The processing/memory section 18 digitally counts and detects the phase difference between the above-described transmitted pulse signal and received pulse signal.

The counting and detection task of this phase difference in the processing/memory unit 18 is performed before pressure is applied to the pressure receiving diaphragm 2, as shown at 2a in FIG. 4(B), and before pressure is applied to the pressure receiving diaphragm 2, 2
As shown in b, this is carried out for both cases where pressure is applied to the pressure receiving diaphragm 2 and strain ml is generated.

The phase difference data in both cases is once stored in the processing/memory section 18 and then sent to the comparator 22 for comparison.

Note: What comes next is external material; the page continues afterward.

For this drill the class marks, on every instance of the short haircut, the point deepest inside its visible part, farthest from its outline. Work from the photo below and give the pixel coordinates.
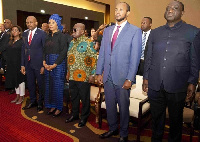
(182, 5)
(149, 19)
(127, 6)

Then, the comparator 22 outputs a phase difference signal corresponding to the amount of distortion as a digital value, which is converted into an analog value by the D/A converter 23,
The magnitude of the pressure applied to is detected.

Next, FIG. 5 shows another embodiment of the present invention.

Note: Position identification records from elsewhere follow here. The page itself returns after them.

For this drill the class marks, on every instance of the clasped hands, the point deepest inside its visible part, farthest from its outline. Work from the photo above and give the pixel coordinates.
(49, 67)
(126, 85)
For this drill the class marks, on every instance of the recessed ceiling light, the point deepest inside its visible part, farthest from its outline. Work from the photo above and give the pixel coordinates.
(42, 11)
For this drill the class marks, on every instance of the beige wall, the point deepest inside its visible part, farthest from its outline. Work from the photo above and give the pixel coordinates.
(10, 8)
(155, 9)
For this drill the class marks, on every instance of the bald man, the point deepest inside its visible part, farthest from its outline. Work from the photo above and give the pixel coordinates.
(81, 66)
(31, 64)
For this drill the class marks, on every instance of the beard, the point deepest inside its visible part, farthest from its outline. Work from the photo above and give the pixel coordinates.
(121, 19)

In this embodiment, a metal pressure receiving diaphragm 26 is used, an O-ring 27 is interposed between the pressure receiving diaphragm 26 and the base 4, and the pressure ring 27 is tightened with a retaining ring 28. It is airtightly fixed. A reflective film is formed by the metal pressure receiving diaphragm 26 itself.

The structure of the parts other than the above is almost the same as that of the previous embodiment.

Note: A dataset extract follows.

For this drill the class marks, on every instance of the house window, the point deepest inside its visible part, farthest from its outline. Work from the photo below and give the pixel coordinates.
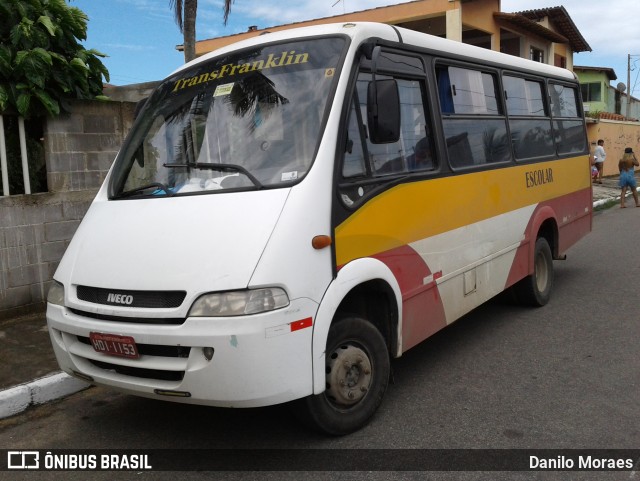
(537, 55)
(560, 61)
(591, 92)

Further, the pressure detection function is also substantially the same as that of the first embodiment.

This embodiment has the advantage that the pressure receiving diaphragm 26, which has a different thickness depending on the range of measured pressure, can be easily replaced, and the range of measured pressure can be easily expanded.

[Effects of the Invention] As explained above, according to the configuration of the present invention, the pressure receiving diaphragm only needs to be provided with a reflective film, and the amount of distortion of the pressure receiving diaphragm caused by the applied pressure can be reduced by the optical processing means. It is detected in a non-contact manner using optical pulse signals sent and received. Therefore, there is an advantage that the structure of the sensor main body is relatively simple and the failure rate is reduced, and that the pressure applied to the pressure receiving diaphragm can be detected with high accuracy without being affected by temperature changes or the like.

[Brief explanation of the drawing]

Figure 1 and Figure 4 show an embodiment of the pressure horn sensor according to the present invention. Figure 1 is a configuration diagram showing the sensor main body in longitudinal section, and Figure 2 is a diagram showing the structure of the sensor main body in longitudinal section. Block diagram of the receiving section,
Fig. 3 is a block diagram of the signal processing section, Fig. 4 is a partial view of the sensor main body and is a diagram for explaining the operation, and Fig. 5 is a block diagram of the signal processing section.
The figure shows another embodiment of the present invention, and is a configuration diagram showing a sensor body section in longitudinal section, and FIG. 6 is a longitudinal sectional view showing a conventional pressure sensor. 2.26: Pressure receiving diaphragm, 3: Reflective film, 6: Sensor body, 7: Optical pulse signal transmission/reception section, 11: Signal processing section, 13: Optical transmitter, 14: Optical receiver, 18: Processing・Memory part. Agent Patent Attorney Noriyuki Chika Agent Patent Attorney Hiroshi Mitsumata 1st diagram 2nd figure 8th figure 4th figure 6th figure

Claims (1)

[Scope of Claims] A pressure receiving diaphragm provided with a reflective film; a light pulse signal is projected onto the reflective film, the light pulse signal reflected by the reflective film is received, and pressure is applied to the pressure receiving diaphragm. and signal processing means for detecting the phase difference between the optical pulse signals received before and when applied.